Conocí el 2003 en Mogi Mirim, una playa ubicada en el límite de los estados de Sao Paulo y Río de Janeiro, a un septuagenario italiano que todos los veranos, junto a un centenar de aficionados al motociclismo, se montaba en su Harley-Davidson para recorrer el mundo.
La Patagonia o Alaska, Ecuador o Perú, cada año el destino era diferente, el objetivo siempre el mismo: experimentar una sensación de libertad. Eso es lo que sienten los motociclistas en todas partes del mundo, la moto es el vehículo que mejor representa las ansias de aventura.
Unos dicen que el riesgo es enorme, otros creen que cuando llega la hora no hay nada que hacer, puede ser un accidente en moto o la caída desde un caballo. Los Harley-Davidson, por lo general, no salen a las carreteras a desafiar a la muerte, gozan con el vértigo, con el viento y con las ganas de saber qué hay al final del camino. Así lo entendía Santiago Proaño, un ingeniero por formación académica, pero un hombre que amaba la libertad, que dominaba territorios arriba de su motocicleta.
La muerte llegó no porque Santiago lo haya querido, no por imprudencia como pudiera uno imaginarse al ver a jóvenes adolescentes que tantas veces se los ve en cualquier avenida de Quito o Guayaquil a 200 kilómetros por hora.

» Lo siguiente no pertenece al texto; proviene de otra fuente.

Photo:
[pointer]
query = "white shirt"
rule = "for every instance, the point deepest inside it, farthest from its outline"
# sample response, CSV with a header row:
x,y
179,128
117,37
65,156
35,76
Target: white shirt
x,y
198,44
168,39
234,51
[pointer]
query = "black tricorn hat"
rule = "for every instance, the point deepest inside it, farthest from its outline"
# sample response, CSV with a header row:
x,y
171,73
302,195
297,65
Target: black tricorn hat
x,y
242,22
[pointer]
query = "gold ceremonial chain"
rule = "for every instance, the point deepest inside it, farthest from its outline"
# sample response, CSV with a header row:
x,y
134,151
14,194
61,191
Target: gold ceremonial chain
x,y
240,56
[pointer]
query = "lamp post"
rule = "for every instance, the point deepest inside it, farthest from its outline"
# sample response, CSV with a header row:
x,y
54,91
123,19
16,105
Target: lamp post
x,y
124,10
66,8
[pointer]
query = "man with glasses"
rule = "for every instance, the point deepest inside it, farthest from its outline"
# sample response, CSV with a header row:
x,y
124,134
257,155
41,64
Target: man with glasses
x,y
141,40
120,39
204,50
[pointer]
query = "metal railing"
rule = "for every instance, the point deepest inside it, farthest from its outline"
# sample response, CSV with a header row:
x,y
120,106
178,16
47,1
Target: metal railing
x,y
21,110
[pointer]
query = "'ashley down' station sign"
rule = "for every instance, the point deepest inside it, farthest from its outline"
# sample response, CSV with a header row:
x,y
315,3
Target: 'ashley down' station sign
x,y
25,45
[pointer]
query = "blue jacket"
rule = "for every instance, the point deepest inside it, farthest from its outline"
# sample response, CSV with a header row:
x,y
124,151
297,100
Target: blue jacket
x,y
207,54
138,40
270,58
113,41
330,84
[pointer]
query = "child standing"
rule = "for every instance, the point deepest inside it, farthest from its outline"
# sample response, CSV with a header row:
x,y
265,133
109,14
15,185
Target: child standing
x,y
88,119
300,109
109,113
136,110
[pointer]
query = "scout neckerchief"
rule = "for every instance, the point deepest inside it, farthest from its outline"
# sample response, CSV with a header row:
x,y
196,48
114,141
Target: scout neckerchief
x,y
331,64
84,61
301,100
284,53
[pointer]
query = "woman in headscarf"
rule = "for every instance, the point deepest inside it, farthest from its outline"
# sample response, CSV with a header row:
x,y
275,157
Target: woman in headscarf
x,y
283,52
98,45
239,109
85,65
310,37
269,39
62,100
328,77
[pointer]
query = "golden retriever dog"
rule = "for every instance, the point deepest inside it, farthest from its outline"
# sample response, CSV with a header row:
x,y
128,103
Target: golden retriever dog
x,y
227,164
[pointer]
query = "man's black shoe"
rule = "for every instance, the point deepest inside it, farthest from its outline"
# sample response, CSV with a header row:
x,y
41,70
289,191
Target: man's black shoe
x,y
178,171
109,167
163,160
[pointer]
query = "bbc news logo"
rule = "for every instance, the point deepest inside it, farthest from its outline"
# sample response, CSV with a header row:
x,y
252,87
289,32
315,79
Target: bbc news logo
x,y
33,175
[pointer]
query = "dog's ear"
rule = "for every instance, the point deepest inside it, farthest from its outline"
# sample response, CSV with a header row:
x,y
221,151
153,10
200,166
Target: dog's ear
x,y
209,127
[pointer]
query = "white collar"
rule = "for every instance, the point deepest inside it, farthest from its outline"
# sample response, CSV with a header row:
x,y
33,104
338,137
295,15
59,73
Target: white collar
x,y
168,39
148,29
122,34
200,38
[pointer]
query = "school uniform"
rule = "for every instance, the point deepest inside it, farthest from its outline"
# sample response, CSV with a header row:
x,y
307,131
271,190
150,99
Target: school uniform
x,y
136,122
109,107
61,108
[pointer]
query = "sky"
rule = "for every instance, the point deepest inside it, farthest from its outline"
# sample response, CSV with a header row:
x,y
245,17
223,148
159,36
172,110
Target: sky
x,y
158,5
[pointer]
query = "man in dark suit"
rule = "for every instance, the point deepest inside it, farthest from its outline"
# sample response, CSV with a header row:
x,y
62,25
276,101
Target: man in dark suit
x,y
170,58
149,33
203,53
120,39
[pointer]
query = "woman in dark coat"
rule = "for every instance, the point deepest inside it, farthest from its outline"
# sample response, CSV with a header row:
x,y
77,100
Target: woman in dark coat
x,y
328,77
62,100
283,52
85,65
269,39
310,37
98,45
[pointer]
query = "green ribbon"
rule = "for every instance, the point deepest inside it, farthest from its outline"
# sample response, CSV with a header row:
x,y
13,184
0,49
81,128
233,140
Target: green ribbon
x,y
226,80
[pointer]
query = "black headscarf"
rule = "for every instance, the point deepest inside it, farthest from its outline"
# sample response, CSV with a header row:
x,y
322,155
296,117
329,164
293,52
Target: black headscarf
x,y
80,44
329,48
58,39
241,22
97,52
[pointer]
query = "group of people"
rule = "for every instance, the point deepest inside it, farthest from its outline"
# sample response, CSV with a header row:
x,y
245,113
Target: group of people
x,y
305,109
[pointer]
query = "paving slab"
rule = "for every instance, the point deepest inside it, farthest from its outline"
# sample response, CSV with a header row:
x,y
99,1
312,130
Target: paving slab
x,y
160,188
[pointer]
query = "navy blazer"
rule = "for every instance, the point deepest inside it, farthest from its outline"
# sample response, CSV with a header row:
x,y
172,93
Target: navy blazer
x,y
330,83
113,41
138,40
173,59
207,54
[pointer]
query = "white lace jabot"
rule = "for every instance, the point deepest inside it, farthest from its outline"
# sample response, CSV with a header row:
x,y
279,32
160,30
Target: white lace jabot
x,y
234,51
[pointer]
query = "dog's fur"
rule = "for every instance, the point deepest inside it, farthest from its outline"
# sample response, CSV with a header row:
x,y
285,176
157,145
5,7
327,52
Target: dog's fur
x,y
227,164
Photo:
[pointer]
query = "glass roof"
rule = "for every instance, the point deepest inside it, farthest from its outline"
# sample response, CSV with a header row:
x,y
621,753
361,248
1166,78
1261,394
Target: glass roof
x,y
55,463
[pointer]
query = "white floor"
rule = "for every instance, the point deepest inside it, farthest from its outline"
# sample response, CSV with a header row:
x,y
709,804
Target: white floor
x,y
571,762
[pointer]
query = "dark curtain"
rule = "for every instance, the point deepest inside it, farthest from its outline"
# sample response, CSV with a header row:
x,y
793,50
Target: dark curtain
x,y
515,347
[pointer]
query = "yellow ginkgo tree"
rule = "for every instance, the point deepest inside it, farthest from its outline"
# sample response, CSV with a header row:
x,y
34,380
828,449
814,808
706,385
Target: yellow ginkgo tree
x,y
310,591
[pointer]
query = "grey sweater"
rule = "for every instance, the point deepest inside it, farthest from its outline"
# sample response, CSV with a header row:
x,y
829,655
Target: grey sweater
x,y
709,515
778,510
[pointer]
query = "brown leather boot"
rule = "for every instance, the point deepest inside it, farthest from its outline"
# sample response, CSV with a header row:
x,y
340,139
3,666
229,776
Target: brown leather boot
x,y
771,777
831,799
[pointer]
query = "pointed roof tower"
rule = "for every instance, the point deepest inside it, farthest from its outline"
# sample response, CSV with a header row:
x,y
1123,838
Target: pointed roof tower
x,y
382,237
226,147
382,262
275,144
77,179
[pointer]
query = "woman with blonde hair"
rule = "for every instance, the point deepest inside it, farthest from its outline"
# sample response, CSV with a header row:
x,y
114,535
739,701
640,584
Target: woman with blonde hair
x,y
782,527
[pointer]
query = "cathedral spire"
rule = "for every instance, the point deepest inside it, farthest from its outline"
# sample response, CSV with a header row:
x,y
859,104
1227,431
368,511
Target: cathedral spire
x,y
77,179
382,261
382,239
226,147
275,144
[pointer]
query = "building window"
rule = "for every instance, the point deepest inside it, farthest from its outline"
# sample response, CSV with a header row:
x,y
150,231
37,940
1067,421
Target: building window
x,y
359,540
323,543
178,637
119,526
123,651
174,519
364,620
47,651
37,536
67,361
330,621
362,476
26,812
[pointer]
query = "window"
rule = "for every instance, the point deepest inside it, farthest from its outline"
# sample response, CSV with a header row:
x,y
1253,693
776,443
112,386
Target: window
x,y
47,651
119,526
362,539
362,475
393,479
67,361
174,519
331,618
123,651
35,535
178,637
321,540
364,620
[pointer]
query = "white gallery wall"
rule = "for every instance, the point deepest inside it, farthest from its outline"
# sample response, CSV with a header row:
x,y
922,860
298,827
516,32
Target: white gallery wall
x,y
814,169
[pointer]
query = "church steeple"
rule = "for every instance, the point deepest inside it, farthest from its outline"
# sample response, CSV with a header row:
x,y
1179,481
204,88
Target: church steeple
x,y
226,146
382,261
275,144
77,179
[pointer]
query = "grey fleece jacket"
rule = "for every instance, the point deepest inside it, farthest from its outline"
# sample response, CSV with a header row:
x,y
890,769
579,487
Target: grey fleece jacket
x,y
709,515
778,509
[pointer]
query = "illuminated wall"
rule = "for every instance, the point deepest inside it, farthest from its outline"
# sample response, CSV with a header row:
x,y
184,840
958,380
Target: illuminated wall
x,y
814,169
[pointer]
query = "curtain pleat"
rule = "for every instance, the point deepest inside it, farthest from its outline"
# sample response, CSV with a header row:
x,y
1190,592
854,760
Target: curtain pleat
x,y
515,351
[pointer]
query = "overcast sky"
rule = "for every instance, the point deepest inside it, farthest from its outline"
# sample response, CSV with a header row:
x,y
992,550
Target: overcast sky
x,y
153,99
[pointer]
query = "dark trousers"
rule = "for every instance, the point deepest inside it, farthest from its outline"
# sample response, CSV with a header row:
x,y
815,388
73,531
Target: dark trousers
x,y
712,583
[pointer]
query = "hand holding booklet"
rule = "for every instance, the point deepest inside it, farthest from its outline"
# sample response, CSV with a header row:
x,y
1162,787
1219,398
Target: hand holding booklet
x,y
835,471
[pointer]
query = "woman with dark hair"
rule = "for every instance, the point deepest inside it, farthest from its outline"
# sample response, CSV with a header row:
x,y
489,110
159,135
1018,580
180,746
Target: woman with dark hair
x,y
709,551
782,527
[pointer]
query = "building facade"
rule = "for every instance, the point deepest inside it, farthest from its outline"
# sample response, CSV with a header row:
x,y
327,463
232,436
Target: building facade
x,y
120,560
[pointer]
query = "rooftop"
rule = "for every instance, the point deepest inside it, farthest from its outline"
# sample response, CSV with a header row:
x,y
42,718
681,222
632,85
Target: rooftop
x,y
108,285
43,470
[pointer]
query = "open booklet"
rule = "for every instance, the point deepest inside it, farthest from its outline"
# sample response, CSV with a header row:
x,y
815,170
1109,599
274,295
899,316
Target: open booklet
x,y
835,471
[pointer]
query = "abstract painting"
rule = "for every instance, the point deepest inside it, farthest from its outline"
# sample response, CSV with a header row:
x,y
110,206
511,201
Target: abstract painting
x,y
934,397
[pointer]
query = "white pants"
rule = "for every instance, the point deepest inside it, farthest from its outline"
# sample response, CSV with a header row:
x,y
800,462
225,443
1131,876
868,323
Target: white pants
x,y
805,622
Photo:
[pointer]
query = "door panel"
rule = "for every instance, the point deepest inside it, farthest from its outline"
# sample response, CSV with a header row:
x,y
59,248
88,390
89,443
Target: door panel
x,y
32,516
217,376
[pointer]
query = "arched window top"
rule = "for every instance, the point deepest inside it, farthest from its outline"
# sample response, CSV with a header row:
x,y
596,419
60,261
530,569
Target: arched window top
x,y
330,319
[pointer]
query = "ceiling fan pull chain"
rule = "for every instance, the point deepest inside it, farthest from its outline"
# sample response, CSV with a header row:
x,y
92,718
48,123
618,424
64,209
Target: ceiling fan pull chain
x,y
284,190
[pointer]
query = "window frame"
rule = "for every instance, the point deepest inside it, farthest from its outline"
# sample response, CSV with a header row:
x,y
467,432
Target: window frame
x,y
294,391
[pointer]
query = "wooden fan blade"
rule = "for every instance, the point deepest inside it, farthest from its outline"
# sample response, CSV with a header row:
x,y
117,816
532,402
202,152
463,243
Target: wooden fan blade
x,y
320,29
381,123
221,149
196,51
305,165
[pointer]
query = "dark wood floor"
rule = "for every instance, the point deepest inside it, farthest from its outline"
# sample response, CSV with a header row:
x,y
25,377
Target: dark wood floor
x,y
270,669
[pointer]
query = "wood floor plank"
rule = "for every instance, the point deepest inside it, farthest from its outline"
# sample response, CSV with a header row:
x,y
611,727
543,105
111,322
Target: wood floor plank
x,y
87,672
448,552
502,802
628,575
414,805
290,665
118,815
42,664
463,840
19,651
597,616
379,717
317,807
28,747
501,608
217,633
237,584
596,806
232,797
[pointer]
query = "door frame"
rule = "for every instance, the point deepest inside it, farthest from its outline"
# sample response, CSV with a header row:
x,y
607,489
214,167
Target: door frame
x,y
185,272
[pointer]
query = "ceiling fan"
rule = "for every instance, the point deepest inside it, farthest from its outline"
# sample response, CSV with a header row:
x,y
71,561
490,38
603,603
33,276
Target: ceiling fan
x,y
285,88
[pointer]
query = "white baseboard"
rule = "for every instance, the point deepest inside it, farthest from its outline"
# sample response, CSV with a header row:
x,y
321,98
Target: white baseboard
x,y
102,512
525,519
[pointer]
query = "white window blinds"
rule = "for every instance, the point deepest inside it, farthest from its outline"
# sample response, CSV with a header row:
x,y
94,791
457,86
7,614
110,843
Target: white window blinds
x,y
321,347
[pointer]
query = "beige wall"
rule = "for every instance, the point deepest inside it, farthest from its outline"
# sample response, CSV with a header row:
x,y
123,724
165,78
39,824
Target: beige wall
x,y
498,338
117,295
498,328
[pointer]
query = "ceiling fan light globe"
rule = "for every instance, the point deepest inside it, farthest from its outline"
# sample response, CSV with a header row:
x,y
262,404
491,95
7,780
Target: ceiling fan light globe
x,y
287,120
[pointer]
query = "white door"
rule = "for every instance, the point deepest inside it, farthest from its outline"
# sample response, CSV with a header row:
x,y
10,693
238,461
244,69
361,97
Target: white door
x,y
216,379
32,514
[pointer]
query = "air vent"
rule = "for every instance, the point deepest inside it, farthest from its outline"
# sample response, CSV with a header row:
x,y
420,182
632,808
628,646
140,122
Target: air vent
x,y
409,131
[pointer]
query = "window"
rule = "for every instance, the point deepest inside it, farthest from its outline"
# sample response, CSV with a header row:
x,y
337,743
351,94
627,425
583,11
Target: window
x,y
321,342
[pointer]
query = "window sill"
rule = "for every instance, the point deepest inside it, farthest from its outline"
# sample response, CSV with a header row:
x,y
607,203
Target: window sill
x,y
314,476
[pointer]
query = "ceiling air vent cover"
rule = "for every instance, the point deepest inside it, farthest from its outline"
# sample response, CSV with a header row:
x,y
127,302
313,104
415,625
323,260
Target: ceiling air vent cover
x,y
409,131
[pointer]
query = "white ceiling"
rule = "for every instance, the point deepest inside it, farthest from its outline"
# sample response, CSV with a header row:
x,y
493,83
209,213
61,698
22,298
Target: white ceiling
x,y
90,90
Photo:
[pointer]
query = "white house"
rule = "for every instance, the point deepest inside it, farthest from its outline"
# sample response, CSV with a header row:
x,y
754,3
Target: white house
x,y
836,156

La imprudencia de un conductor en la vía entre Ipiales y Pasto fue lo que precipitó la muerte de Santiago, un hombre que siempre disfrutó la vida, la libertad, que respetó a sus semejantes, que administró empresas con responsabilidad.
Me quedé con una deuda por causa de un gusto que compartimos: la música. En diciembre teníamos que encontrarnos en la Casa de la Música para asistir a un concierto, el vértigo del trabajo me impidió acudir, el encuentro siguió pendiente, esperaba concretarlo en los primeros meses de este año’
En junio del año pasado fuimos con Santiago a Ibarra para asistir a la primera presentación de la Orquesta Sinfónica Nacional que, cuatro meses antes, había entrado en la peor de sus crisis institucionales, teníamos grandes expectativas.
Estuvimos en el antiguo teatro Gran Colombia para escuchar una obra de Shostakovich, otra de Liszt y finalmente la Sinfonía del Nuevo Mundo, de Dvorák. Tras ese concierto, no volví a escribir sobre música, me di cuenta que las pasiones y los odios han trascendido mucho más allá de lo político.
Así como ocurre con muchos, con Santiago sentíamos que la Orquesta era nuestra, pero me rehusaba a asistir a un concierto después de las críticas tan furiosas derivadas de la presentación en Ibarra. Pero no voy a poner más pretextos, volveré este viernes para escuchar el concierto para piano número 5 de Beethoven, más conocido como El Emperador. Estoy seguro que ahí me hubiera vuelto a encontrar con Santiago Proaño.